I'd prefer to do so with completely client-side code. I figured, if I could get the HTML of this page into a local JavaScript variable, I could parse out the JavaScript code, run eval on it and be good to use the data. So I thought load the remote page in an iframe, but I can't seem to find the iframe in the DOM. Why not?:
<script>
alert(window.parent.frames.length);
alert(document.getElementById('my_frame'));
</script>
<iframe name="my_frame" id='my_frame' style='height:1px; width:1px;' frameBorder=0 src='http://remote.com/data.html'></iframe>
The first alert shows 0, the second null, which makes no sense. How can I get around this problem?
Have you tried switching the order - i.e. iframe first, script next? The script runs before the iframe is inserted into the DOM.
Also, this worked for me in a similar situation: give the iframe an onload handler:
<iframe src="http://example.com/blah" onload="do_some_stuff_with_the_iframe()"></iframe>
Last but not least, pay attention to the cross-site scripting issues - the iframe may be loaded, but your JS may not be allowed to access it.
One option is to use XMLHttpRequest to retrieve the page, although it is apparently only currently being implemented for cross-site requests.
I understand that you might want to make a tool that used the client's internet connection to retrieve the html page (for security or legal reasons), so it is a legitimate hope.
If you do end up needing to do it server-side, then perhaps a simple php page that takes a url as a query and returns a json chunk containing the script in a string.

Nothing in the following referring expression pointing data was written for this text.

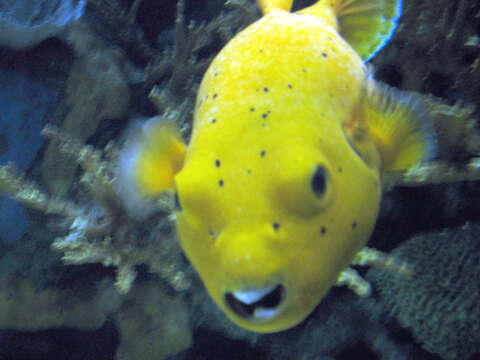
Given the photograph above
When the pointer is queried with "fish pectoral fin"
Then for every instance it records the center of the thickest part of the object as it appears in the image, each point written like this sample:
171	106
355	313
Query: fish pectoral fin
395	122
268	6
366	25
152	157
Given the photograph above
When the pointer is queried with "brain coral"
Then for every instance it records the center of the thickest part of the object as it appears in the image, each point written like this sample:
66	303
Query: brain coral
440	304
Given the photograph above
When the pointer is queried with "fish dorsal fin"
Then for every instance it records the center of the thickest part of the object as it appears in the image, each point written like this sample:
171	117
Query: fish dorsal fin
366	25
268	6
394	123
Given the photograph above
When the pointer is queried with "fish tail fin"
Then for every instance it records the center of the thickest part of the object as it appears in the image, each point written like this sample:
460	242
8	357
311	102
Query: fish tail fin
397	123
147	165
268	6
366	25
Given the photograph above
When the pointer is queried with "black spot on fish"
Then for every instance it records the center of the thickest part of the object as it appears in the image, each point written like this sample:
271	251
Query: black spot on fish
319	181
177	205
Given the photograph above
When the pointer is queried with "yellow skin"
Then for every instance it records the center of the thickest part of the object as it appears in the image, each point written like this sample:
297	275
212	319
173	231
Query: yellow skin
272	107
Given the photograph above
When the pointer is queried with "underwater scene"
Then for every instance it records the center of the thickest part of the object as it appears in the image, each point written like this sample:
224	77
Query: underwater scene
239	179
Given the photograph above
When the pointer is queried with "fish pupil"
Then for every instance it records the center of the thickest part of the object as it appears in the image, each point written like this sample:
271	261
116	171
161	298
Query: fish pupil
319	181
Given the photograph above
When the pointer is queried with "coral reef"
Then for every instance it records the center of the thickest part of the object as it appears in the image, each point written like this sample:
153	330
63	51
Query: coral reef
151	323
96	89
434	50
440	304
100	232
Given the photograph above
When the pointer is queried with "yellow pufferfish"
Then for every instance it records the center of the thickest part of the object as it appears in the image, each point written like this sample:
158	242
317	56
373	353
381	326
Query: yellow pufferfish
280	184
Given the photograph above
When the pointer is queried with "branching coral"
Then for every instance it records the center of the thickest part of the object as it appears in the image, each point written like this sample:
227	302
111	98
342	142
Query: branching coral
99	231
97	89
182	65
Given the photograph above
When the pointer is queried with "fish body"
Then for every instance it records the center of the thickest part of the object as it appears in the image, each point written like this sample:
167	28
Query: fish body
280	184
270	112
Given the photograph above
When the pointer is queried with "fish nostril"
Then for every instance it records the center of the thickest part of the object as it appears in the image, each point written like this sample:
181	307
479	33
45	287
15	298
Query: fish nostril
261	304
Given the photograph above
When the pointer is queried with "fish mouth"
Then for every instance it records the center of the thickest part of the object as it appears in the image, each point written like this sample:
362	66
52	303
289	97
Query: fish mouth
261	304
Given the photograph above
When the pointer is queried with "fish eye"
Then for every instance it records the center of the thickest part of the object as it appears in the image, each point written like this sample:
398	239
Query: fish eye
318	182
178	206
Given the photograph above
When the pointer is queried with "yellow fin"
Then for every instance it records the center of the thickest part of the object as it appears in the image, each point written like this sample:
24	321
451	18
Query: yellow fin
366	25
267	6
396	123
161	153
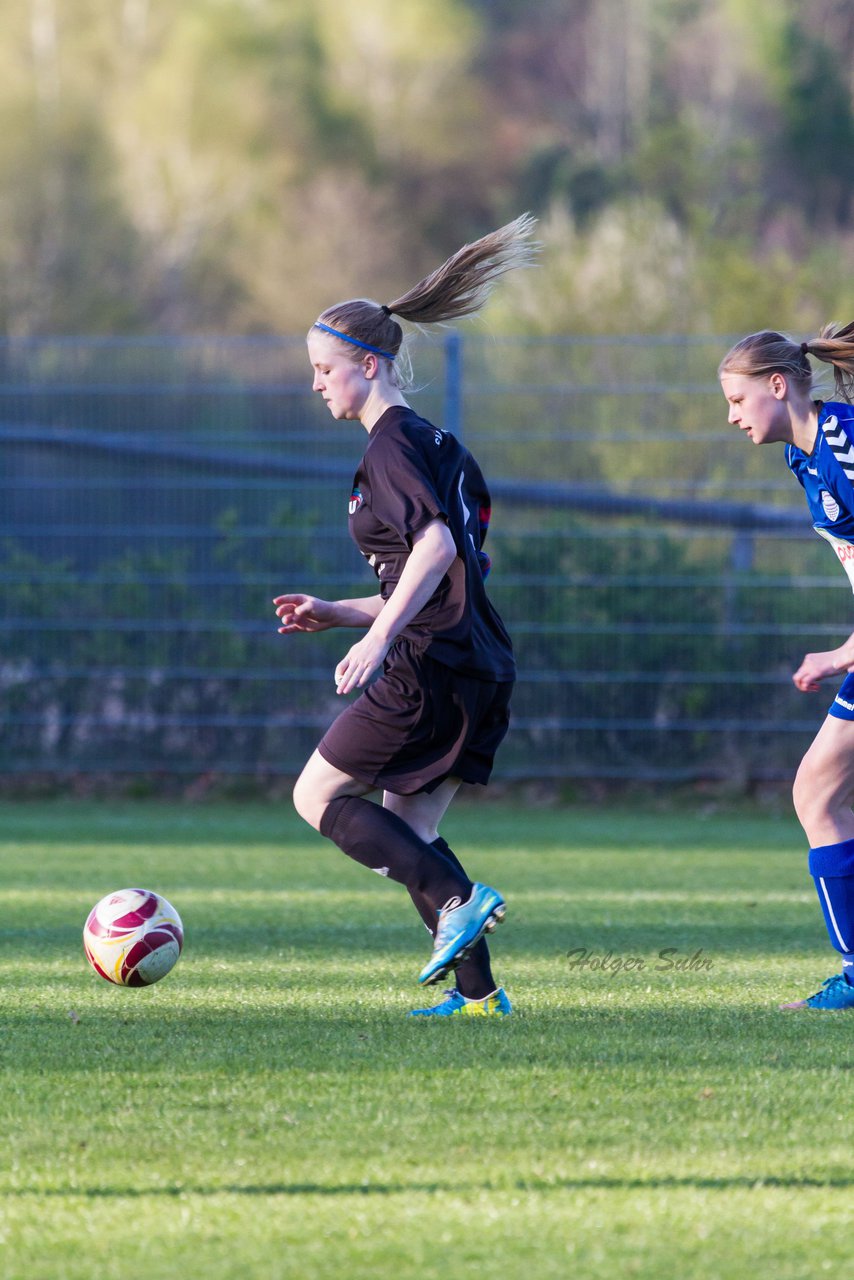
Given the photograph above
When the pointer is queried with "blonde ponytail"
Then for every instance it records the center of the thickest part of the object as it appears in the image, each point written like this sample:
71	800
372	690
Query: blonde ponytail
770	352
457	288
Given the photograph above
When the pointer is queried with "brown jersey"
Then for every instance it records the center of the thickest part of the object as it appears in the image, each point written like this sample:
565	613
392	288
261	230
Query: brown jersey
411	474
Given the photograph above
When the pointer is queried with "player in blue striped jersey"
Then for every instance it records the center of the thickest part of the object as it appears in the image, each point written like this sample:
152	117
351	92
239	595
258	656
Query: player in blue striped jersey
767	382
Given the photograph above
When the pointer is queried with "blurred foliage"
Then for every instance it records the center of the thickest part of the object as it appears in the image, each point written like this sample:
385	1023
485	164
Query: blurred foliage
234	165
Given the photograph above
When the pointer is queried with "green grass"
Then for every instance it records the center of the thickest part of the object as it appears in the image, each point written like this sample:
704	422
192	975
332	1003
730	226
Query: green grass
268	1111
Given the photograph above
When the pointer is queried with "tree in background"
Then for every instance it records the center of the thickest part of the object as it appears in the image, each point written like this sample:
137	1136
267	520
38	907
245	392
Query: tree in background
228	165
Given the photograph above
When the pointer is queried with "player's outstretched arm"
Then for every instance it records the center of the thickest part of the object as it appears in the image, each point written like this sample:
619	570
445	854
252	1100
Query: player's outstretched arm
816	667
309	613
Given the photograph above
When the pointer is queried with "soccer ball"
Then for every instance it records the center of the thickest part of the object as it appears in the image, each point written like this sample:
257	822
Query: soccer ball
133	937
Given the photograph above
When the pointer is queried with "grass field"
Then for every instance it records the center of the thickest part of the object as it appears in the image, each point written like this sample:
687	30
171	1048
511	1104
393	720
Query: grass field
269	1111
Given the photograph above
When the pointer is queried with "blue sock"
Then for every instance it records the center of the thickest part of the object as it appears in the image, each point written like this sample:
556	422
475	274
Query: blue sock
832	871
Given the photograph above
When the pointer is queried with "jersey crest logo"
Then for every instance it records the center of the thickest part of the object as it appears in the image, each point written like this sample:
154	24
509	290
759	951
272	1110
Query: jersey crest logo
830	504
839	442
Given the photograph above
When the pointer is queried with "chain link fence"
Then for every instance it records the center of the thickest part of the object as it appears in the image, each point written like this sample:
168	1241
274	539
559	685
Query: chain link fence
657	572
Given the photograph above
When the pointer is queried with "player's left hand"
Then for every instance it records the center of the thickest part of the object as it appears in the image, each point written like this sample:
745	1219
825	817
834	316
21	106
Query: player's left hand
816	667
360	663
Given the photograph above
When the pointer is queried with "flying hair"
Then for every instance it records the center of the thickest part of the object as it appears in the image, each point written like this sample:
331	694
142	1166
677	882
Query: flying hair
457	288
767	352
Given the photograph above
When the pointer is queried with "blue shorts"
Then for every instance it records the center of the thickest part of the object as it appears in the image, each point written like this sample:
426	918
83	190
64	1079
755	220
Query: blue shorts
843	705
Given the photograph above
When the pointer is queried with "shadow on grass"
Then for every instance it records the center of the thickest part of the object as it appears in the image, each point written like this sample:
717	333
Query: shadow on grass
699	1043
483	823
759	1182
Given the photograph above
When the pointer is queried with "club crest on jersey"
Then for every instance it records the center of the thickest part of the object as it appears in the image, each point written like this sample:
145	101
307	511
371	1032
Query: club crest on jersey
830	504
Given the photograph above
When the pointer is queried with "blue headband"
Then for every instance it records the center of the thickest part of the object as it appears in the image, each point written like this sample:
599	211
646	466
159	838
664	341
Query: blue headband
346	337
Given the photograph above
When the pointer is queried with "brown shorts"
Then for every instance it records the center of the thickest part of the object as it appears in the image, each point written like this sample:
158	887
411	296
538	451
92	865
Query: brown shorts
418	725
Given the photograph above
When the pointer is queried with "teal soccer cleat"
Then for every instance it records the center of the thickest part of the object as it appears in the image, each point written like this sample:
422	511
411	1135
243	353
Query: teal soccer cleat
456	1005
835	993
460	927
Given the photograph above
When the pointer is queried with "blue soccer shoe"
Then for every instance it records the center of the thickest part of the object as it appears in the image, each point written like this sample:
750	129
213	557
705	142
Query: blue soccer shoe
456	1005
460	928
835	992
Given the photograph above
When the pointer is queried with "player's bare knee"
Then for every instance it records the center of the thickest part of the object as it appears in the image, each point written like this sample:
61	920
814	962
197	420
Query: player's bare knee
306	803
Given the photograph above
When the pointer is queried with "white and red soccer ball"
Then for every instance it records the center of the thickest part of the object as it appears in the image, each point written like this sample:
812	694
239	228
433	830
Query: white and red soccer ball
133	937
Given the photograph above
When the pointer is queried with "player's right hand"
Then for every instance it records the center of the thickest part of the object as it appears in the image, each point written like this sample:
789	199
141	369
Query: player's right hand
298	612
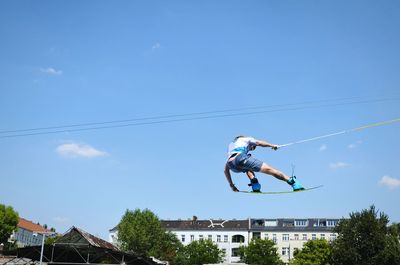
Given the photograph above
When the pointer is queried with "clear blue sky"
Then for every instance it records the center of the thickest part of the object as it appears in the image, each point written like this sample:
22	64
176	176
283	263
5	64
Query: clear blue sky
75	62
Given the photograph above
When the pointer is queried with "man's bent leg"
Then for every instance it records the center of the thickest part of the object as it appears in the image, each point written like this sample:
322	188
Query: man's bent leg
250	174
266	169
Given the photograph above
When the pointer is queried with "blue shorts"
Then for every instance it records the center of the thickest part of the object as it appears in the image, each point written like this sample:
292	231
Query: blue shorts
245	162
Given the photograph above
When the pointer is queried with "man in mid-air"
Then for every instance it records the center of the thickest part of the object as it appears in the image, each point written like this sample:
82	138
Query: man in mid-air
239	160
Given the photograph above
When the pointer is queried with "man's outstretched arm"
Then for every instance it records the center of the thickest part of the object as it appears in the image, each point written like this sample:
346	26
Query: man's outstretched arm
266	144
229	178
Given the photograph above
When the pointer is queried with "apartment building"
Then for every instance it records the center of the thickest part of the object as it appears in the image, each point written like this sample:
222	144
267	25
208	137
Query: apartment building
288	234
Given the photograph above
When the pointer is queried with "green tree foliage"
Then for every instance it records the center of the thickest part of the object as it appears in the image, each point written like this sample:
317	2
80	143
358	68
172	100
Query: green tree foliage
314	252
362	239
8	222
260	252
198	253
141	232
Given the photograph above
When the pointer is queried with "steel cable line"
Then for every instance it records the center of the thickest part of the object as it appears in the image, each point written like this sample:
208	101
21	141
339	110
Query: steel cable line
143	122
171	116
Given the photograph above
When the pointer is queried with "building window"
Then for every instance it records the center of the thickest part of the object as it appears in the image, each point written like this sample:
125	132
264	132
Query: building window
224	252
237	239
285	237
271	223
300	223
256	235
235	252
285	251
331	223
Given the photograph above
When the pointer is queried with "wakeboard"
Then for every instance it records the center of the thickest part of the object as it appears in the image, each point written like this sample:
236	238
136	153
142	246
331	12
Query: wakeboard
282	192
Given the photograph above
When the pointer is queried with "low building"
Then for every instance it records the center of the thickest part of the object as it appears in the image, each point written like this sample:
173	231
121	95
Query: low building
28	233
77	247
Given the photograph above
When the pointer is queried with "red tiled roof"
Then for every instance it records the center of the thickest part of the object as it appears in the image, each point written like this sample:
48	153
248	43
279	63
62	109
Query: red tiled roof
29	225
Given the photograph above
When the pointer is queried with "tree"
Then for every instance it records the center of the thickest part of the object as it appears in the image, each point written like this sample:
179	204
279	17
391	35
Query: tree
141	232
361	238
8	222
314	252
260	252
198	253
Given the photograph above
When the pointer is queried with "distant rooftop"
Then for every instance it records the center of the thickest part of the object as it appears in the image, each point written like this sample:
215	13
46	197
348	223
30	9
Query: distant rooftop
30	226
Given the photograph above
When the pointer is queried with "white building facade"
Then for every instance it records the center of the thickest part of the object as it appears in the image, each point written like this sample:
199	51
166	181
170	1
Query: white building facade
229	235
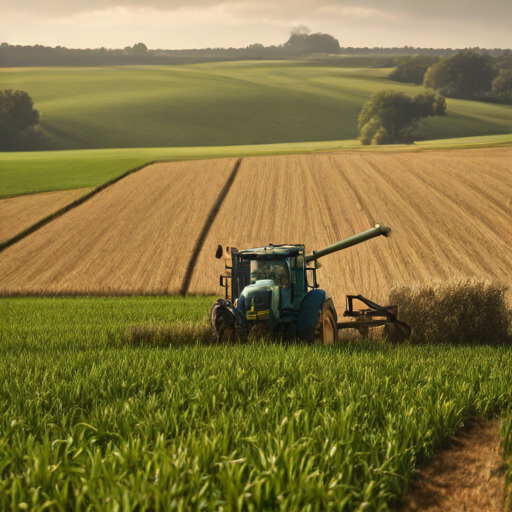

That way if you do find you need to filter out certain websites, you need only do this in one place.
The inevitable problem is that some of the users will be hostile, and they then have a license to abuse what is effectively a javascript proxy. As a result, the safest option may be to do all the processing on the server, and not allow certain javascript function calls (eval, http requests, etc).